When Sheela N. Magge, MD, began her pediatric endocrinology fellowship at Children’s Hospital of Philadelphia in 2001, she began witnessing an extraordinary phenomenon unfolding in the hospital’s pediatric endocrinology ward.
Youngsters coming in with symptoms of diabetic ketoacidosis were leaving with diagnoses of type 2 diabetes mellitus, long considered an adult disease.
“It was remarkable,” said Magge, Lawson Wilkins chair of pediatric endocrinology, and director of the Division of Pediatric Endocrinology, Johns Hopkins School of Medicine, Baltimore.
That once-remarkable diagnosis has become more commonplace in pediatric specialists’ offices. But young people don’t stay young forever. And diabetes just doesn’t disappear. Plus, experts said, there are not enough trained pediatric endocrinologists, or enough obesity-trained professionals either, to handle what’s coming.

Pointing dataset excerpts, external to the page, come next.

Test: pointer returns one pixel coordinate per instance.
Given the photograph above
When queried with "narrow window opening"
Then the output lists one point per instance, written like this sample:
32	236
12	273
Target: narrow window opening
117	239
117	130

Eventually the day will come when these patients will seek care from providers who treat adults. And a large concern among pediatric specialists is that primary care physicians (PCPs), the medical world’s version of baseball’s shortstop, will not be prepared to fully grasp what they are up against, namely a disease that is far more advanced, far more complicated, and far more deadly — from a premature mortality vantage point — than the adult version.
Numerous studies over the years, like the years-long TODAY and SEARCH trials, have proven these statements true; studies to understand why they are true are underway.
At the age of diagnosis, on average around 15 years old, 20% already have one complication, said Stephanie Chung, MBBS, an investigator with the National Institute of Diabetes and Digestive and Kidney Diseases. Ten years later, more than 50% of these patients do, and 15 years later 80% have at least one diabetes-related complication, including hypertension and early diabetic kidney disease. This contrasts with adults with diabetes; 25% develop diabetic kidney disease after 10 years.
An entire generation of these children could be lost to follow-up when they reach adulthood, said Magge.
Even endocrinologists who treat adults might not be well versed in pediatric diabetes. “When the [landmark] TODAY long-term outcomes were published in 2021, an endocrinologist I know called me and said, ‘Oh my God.’”
These adult patients generally have better outcomes if they remain in pediatric care.
An in-tandem consequence of the 1990s surge in obesity, youth-onset diabetes (under 18) is projected to rise in this country to 220,000 cases by 2060. The global incidence of those diagnosed with type 2 before age 25 continues its trend upward: 183.4 in 2019 (per 100,000) up from 117.2 in 1990.
A meta-analysis of 48 studies, published through 2021, showed that childhood prediabetes increased to 10.66% from 0.93%. During prediabetes, mild hyperglycemia could increase unforetold cardiovascular issues. (Studies often distinguish youth-onset as diagnosis under 18 and early or young-onset to be under 40 years old.)
“It is an epidemic,” said Jennifer Sherr, MD, professor of pediatrics and medical director of the pediatric diabetes program at Yale University School of Medicine, New Haven, Connecticut. When asked to explain what makes it an epidemic — uncontrolled glycemic levels, more youngsters being diagnosed — she replied with “All of the above.”
A Different Kind of Disease
This disease, which some say should be treated as a distinct type of diabetes because of its distinct pathophysiology in the young, has complications that require respect. It is affecting tweens and teens, youngsters who are often under stress, especially those who live in less than desirable socioeconomic situations — and many, many do.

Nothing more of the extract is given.